The idea is steady, low stress preparation, not exhaustion. If any session increases foot and ankle pain significantly, scale back and message your foot and ankle treatment specialist for guidance.
The mindset that helps the most
Prehab works best when you treat your future self with respect. You may be fiercely independent, you may handle pain well, and you may feel tempted to improvise. Resist the urge to wing it. The first 72 hours are not the time to experiment with furniture rearrangement or a new supplement you saw online. Listen to the plan from your foot and ankle ortho doctor, keep your circle small, and let routine carry you.

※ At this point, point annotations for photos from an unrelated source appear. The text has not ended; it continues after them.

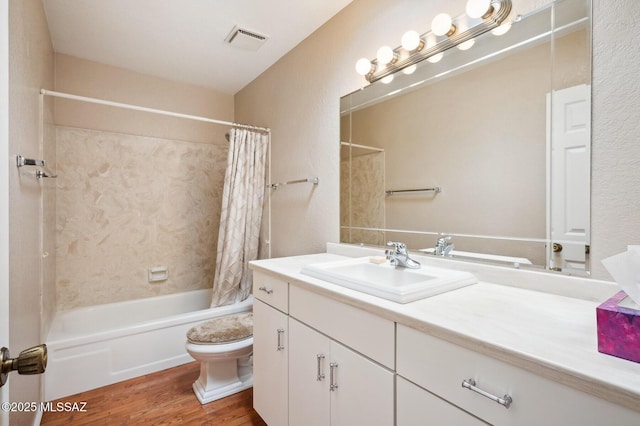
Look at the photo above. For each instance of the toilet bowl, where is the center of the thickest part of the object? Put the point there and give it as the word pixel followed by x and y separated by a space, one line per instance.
pixel 224 347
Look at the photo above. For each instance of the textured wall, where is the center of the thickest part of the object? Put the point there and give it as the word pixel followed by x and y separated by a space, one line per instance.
pixel 127 203
pixel 298 98
pixel 87 78
pixel 362 198
pixel 135 189
pixel 615 167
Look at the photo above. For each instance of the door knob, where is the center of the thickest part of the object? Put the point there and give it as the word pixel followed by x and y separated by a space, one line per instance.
pixel 30 361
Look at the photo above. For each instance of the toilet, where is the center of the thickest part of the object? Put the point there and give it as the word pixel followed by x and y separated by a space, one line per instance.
pixel 224 348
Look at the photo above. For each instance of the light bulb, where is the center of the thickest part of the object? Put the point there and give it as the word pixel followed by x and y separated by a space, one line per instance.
pixel 502 29
pixel 467 44
pixel 435 58
pixel 410 69
pixel 410 40
pixel 431 41
pixel 442 25
pixel 479 8
pixel 388 79
pixel 363 66
pixel 385 55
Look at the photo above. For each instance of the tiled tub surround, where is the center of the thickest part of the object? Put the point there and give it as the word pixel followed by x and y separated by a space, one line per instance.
pixel 541 323
pixel 126 203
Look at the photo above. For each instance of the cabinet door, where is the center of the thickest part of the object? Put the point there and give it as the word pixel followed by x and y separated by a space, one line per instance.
pixel 270 358
pixel 363 390
pixel 417 407
pixel 308 376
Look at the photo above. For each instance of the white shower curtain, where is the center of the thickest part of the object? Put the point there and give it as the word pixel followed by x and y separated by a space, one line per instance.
pixel 241 215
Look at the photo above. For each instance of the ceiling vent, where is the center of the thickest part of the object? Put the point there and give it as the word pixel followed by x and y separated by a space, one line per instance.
pixel 245 39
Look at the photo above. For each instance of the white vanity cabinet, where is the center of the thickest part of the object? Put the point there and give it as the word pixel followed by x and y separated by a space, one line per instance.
pixel 440 368
pixel 329 384
pixel 270 349
pixel 418 407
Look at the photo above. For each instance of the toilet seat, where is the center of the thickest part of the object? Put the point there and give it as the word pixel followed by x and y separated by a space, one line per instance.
pixel 222 330
pixel 224 348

I have watched patients with complex reconstructions return to hiking because they took preparation seriously. I have seen athletes with ligament repairs rejoin their teams on schedule because they trained their crutch gait like a skill. Even small wins matter. A patient who practiced getting in and out of the car three times the week before her bunion surgery shaved minutes off every appointment afterward and felt in control from the first day.
When to loop in subspecialists
Many foot and ankle cases intersect with broader medical questions. If you have rheumatoid arthritis or a connective tissue disorder, ask your foot and ankle joint specialist to coordinate with your rheumatologist about steroid timing and biologic medications. If you have a neuropathy or a history of non-healing ulcers, have your foot and ankle podiatry specialist inspect calluses and pressure points pre-op. If your job involves prolonged standing, a foot and ankle biomechanics specialist can advise on orthotics and shoe transitions once weight bearing returns. Pediatric cases require a different lens. A foot and ankle pediatric surgeon will frame prehab around growth plates, school logistics, and family roles, often prioritizing safe play boundaries rather than formal exercise.

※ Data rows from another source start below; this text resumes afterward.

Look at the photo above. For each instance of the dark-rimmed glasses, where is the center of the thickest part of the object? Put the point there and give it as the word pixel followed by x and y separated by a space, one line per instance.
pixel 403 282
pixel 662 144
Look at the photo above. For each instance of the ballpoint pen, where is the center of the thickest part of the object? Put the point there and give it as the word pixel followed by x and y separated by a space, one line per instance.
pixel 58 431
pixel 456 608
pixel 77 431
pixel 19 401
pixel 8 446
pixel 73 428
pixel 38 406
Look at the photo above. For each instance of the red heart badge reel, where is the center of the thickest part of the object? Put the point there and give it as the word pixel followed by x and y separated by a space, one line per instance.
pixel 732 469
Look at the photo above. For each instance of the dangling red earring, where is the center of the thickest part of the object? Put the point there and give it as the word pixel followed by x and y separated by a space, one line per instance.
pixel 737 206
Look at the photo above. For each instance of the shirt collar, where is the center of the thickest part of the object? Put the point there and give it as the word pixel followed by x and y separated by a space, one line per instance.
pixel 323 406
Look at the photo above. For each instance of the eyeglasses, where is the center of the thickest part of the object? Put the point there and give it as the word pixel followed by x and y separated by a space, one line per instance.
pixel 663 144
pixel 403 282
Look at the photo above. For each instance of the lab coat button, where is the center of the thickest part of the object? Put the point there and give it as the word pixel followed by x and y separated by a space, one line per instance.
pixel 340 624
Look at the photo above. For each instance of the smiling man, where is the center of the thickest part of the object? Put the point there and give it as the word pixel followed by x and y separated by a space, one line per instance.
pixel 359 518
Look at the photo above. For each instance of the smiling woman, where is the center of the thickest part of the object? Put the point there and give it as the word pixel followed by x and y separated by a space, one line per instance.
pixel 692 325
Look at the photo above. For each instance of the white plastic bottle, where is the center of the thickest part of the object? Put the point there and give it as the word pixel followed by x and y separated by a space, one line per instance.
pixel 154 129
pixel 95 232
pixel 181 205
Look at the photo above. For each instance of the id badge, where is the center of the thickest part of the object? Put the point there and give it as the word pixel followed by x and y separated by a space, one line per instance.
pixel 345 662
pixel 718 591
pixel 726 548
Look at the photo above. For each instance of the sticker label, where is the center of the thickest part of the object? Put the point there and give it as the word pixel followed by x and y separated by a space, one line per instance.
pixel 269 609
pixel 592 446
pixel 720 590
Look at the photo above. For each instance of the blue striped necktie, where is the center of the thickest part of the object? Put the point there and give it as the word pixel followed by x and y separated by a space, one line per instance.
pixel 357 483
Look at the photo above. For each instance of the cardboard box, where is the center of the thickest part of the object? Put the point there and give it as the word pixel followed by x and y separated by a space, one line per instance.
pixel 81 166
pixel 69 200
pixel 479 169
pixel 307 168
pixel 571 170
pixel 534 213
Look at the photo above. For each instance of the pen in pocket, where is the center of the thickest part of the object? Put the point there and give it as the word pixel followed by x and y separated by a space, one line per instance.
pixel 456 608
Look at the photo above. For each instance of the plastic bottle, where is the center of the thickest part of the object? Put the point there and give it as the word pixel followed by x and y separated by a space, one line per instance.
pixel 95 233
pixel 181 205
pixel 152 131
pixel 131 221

Aftercare starts before you leave
Line up your first postoperative appointment before surgery day. Put the clinic phone number in your favorites. Prepare a simple checklist for the first three days so you do not rely on memory while groggy: elevate often, keep the dressing clean and dry, take pain medications as prescribed, keep a light snack handy, move toes if allowed, check color and sensation, and call if the dressing feels tight or pain escalates sharply. Your foot and ankle surgical doctor would rather hear from you early than sort out a problem late.

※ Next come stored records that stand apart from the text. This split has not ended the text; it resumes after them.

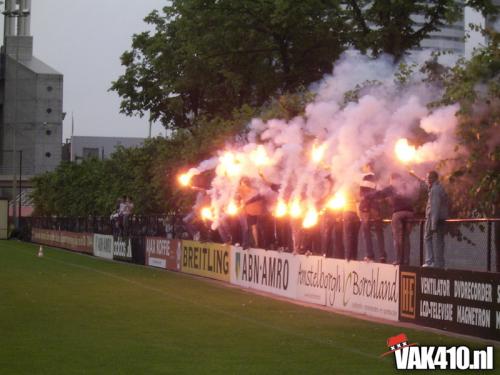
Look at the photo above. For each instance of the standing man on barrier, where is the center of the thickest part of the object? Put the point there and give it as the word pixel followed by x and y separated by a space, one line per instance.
pixel 402 213
pixel 436 212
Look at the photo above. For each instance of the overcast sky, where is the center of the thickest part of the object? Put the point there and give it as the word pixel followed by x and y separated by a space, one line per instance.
pixel 83 39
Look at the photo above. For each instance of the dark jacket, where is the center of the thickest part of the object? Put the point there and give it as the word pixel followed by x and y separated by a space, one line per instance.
pixel 437 205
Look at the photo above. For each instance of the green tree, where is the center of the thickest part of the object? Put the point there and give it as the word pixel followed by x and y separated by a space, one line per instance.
pixel 208 58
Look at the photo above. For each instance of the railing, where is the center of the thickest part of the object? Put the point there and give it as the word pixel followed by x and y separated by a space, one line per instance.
pixel 471 244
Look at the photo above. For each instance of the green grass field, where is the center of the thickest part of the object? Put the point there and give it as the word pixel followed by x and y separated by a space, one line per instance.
pixel 69 313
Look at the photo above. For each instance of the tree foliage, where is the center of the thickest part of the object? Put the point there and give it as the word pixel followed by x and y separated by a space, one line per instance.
pixel 475 173
pixel 210 57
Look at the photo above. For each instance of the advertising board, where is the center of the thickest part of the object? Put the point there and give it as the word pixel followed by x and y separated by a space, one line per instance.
pixel 206 259
pixel 466 302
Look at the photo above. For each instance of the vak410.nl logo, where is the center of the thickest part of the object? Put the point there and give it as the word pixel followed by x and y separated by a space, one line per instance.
pixel 418 357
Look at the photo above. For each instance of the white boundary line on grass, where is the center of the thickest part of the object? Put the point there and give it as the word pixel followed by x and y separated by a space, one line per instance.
pixel 268 295
pixel 338 344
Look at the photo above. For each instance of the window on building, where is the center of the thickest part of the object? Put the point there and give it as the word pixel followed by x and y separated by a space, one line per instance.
pixel 90 153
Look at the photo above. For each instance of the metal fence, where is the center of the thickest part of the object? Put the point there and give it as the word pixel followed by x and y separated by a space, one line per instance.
pixel 470 244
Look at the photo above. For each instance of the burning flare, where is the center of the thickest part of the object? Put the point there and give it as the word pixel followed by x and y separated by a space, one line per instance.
pixel 185 178
pixel 311 218
pixel 207 214
pixel 232 208
pixel 318 152
pixel 338 201
pixel 295 209
pixel 231 166
pixel 404 151
pixel 259 156
pixel 281 209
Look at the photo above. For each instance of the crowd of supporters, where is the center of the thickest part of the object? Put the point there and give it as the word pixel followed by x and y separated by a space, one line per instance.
pixel 337 231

If you like wearable reminders, set phone alarms for medication times. If you share a home, share the plan. Caregivers who know what to expect worry less, and that calm helps you heal.
The quiet payoff
Prehab is not dramatic. It is a series of small, thoughtful steps that, layered together, reduce risk and improve comfort. It does not eliminate pain or make time pass faster, but it does tilt the odds in your favor. As a foot and ankle orthopedic foot surgeon, I notice when a patient arrives having practiced their gait, having set up their home, having filled prescriptions, and having strengthened their hips. The operating room is the same, the incision is the same, but the recovery that follows moves with fewer jolts.
Treat these weeks as part of the procedure. Partner closely with your foot and ankle consultant surgeon, ask questions until you feel steady, and give yourself the margin you deserve. The day of surgery will feel less like a cliff and more like the next step on a path you already started walking.